And these few lines were a few lines from my January 2006 entry about a formal engagement party that I went to for a cousin, “Out of Place”:
“This morning, my parents dragged me along to some kind of wedding. Wait, no, it wasn't a wedding; it was a formal engagement. There's still a wedding that I'll to go to in the future, [fuck]. But anyways, I tend to not like weddings, especially Asian orthodox. Well, it's really just Asian orthodox that pisses me off.”
“They [people conducting the wedding] only spoke Vietnamese. To me, it seriously just sounded like, ‘blarfgh jakllia adfdafdass smakcldkf crackerad dwidge garagh,’ and I spent my time watching the clock.”
“When all that crap was done, people sat down around the kitchen and started eating. I wasn't going to eat because the food was all boring Asian shit, but my mom handed me a plate with rice piled over fried crap piled over more rice.”
“I just can't stand it. My wedding will not be Asian Orthodox (but then again, nothing can really be orthodox if it's homosexual). And at my wedding, I will serve elegant French food. And nobody at my wedding will be wearing those tight shiny Asian dresses.”
“I'm not ashamed to be Asian, and I don't wish to be any other race.”
I used to hate that I was Vietnamese. I was ashamed of it. I didn’t admit it back then, but looking back in retrospect, I could say that I was lying to myself. Shit, I didn’t understand how I could possibly rationalize that I wasn’t ashamed to be Vietnamese back then. I attributed a lot of problems between me and my parents, mainly (what I perceived to be) their disapproval of me having a black friend and a Mexican friend, to some aspect of Vietnamese culture. I didn’t want to be Vietnamese. I just wanted to be “regular,” another human being whose ethnicity didn’t matter.

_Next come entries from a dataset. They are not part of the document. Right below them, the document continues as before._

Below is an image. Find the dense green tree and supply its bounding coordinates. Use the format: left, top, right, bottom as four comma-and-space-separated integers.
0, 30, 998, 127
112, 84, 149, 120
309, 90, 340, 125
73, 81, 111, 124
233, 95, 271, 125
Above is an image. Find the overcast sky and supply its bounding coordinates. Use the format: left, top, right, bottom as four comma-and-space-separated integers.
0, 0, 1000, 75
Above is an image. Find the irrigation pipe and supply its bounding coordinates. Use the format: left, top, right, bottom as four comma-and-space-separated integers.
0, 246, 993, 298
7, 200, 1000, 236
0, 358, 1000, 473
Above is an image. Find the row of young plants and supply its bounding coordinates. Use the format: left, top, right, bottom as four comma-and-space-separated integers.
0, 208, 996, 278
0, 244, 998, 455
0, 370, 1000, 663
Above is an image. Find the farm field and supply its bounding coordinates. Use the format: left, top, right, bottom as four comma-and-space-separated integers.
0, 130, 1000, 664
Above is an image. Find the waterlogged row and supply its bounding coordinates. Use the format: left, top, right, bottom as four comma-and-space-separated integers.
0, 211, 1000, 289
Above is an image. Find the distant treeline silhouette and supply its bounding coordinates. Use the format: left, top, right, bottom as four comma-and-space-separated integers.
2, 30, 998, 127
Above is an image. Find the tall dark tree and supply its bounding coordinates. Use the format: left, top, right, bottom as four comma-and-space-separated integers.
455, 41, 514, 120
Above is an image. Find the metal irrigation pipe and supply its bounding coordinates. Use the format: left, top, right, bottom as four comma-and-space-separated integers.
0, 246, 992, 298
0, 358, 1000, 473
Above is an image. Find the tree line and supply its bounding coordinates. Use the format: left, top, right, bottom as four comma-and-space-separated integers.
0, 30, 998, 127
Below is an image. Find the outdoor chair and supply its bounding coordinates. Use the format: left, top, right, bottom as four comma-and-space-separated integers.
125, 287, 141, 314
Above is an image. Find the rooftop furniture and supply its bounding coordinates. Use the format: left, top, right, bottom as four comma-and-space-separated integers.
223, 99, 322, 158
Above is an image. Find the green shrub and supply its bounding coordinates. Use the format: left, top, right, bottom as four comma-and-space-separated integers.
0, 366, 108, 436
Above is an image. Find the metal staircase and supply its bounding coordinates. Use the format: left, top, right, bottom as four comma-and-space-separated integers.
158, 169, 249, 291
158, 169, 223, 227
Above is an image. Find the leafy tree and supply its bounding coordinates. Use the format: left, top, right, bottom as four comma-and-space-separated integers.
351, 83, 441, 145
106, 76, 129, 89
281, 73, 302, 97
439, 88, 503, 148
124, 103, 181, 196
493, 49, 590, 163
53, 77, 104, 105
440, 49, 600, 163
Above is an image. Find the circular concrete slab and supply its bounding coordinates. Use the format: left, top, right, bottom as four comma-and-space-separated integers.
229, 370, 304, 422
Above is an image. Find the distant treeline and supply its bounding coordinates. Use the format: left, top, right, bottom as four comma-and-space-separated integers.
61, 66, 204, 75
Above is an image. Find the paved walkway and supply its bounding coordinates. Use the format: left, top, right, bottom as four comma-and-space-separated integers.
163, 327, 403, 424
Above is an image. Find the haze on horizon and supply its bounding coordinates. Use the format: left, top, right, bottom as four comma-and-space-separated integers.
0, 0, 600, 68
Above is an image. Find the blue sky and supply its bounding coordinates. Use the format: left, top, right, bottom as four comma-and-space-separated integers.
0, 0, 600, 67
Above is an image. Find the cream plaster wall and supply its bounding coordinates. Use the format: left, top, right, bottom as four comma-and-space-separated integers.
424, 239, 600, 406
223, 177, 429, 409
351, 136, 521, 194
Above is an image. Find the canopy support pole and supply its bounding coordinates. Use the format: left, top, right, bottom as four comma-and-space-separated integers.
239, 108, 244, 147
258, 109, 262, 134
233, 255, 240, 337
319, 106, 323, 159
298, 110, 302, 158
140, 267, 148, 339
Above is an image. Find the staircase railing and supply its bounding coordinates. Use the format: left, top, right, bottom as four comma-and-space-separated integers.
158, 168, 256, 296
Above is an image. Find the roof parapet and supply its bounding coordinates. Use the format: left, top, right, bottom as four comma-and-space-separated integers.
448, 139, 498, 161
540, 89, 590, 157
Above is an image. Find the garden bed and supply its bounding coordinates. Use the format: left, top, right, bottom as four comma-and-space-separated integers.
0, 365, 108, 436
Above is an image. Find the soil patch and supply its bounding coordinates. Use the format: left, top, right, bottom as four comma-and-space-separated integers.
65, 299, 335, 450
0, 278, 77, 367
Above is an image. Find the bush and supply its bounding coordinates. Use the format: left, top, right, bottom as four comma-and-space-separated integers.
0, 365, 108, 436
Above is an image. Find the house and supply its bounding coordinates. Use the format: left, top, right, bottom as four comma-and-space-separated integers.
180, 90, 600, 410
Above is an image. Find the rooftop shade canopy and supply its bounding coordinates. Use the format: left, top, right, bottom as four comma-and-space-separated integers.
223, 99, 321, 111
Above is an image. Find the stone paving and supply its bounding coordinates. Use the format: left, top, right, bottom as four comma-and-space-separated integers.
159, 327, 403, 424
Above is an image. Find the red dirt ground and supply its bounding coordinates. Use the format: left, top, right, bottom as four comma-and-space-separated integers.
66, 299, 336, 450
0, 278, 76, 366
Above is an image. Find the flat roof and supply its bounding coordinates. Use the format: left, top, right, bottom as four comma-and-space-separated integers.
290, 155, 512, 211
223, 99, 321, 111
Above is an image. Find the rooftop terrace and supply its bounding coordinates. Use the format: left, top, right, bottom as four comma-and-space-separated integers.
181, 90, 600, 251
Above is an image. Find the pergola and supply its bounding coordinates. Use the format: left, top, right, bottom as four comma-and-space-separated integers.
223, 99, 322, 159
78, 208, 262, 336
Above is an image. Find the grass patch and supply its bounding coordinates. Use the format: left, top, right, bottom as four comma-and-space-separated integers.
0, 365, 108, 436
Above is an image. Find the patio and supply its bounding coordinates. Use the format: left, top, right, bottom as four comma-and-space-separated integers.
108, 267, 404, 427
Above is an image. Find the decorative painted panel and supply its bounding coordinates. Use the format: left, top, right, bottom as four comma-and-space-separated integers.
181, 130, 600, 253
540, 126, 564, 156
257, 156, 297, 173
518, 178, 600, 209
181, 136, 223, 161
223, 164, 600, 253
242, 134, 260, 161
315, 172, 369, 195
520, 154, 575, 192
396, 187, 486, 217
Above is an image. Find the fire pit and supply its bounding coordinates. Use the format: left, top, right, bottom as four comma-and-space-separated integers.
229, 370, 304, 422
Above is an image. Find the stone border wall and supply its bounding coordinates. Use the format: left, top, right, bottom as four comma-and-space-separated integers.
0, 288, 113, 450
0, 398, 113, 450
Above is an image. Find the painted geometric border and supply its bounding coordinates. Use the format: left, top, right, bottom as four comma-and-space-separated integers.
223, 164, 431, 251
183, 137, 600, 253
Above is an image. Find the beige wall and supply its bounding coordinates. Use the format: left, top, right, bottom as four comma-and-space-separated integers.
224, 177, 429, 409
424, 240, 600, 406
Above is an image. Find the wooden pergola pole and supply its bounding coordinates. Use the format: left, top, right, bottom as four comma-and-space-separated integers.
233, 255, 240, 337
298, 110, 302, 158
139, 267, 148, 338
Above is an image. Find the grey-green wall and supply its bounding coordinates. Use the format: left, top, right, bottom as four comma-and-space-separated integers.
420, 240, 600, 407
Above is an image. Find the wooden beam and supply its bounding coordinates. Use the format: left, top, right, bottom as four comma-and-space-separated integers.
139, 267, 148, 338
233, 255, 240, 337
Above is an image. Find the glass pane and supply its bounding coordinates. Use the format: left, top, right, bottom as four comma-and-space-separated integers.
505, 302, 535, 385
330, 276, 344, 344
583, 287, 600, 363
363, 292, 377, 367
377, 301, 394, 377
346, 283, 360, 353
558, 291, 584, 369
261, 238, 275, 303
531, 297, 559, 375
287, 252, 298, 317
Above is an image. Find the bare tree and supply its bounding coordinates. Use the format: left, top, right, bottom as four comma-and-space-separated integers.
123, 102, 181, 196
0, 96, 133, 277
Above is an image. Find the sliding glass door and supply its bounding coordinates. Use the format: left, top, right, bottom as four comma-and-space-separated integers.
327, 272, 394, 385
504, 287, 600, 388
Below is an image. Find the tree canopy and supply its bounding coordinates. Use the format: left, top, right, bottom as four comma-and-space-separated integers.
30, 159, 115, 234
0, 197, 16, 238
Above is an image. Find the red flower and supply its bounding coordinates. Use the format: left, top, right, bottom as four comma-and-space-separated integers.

I was too culturally assimilated, back when I didn’t understand what that even meant. I thought rejecting my Vietnamese culture, language, and history meant making myself racially neutral, but I was really replacing it all with the “regular” culture, language and history. I was glad I came to realize that “regular” meant “white.” When I said I didn’t want an “Asian orthodox” wedding, just a regular wedding, I now knew that I meant a white wedding.
Tuxedos at a wedding? White. Elegant French food? White. Cheeseburgers from McDonald’s? White. Understanding English, not Vietnamese? White.
I’m going to get married, not because I’m a gay guy trying to be straighter in this heteronormative Western society, but because I’m a Vietnamese guy trying to maintain my Vietnamese heritage in this oppressive, white-dominated Western society. And it’s not just for my heritage; it’s for my parents too.
The wedding will thus be a Vietnamese wedding. And I don’t care if I’m marrying someone Filipino. He’s gonna wear that “tight shiny Asian dress” (áo dài), no exceptions, bitch.